I have not heard of anyone else having this issue. Have you tried to call them? Or maybe shoot a PM to Arin and Sean


----------



## Williamttrs (Mar 29, 2013)

I do not have this issue. It sounds like it could be a mechanical boost problem though. I doubt it is the tune. Such a significant issue would seem like it would be duplicated by others.


----------



## cornike (Jul 14, 2013)

*ECU V2 Upgrade*

I too recently got the ECI Stage I V2 upgrade to 2013 TTRS. for the first couple days, I too experienced a flat spot around 4000-4500 rpm. I also got the APR Intercooler installed at the same time so was attributing this issue more to the IC that the ECU. Anyway, after a couple days, the issue resolved itself and have not had any issues since. I drove the car under several different driving conditions (highly aggressive versus normal driving) to give the new ECU program and engine monitoring systems a chance to "learn" the new programing. Very happy with the performance increase and how the engine responds to a variety of conditions.


----------



## psabo (Oct 3, 2008)

*APR stage 1 version 2*

I have the boost fade problem.. went to the shop that installed it and they replicated the problem and took logs. Sent them to APR and apparently APR is aware of the issue... 

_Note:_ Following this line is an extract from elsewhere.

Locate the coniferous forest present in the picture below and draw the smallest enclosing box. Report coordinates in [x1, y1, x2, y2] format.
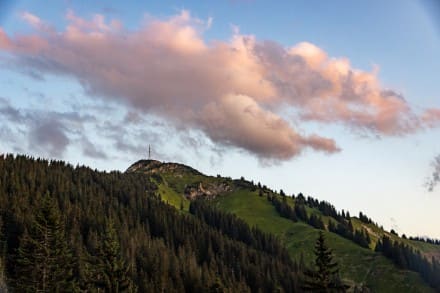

I am also thinking of doing another chip. I am losing confidence in this remapping. I haven't seen issues with the GIAC chip or the Stasis chip. Honestly, very disappointing. I am also concerned because it took APR quite a while to address the issues that the version 1 had. 

To be honest, I would much rather have a chip that was reliable with no issues that offered slightly less HP or Torque than a chip that is pushing to increase performance to the point where it is having issues. 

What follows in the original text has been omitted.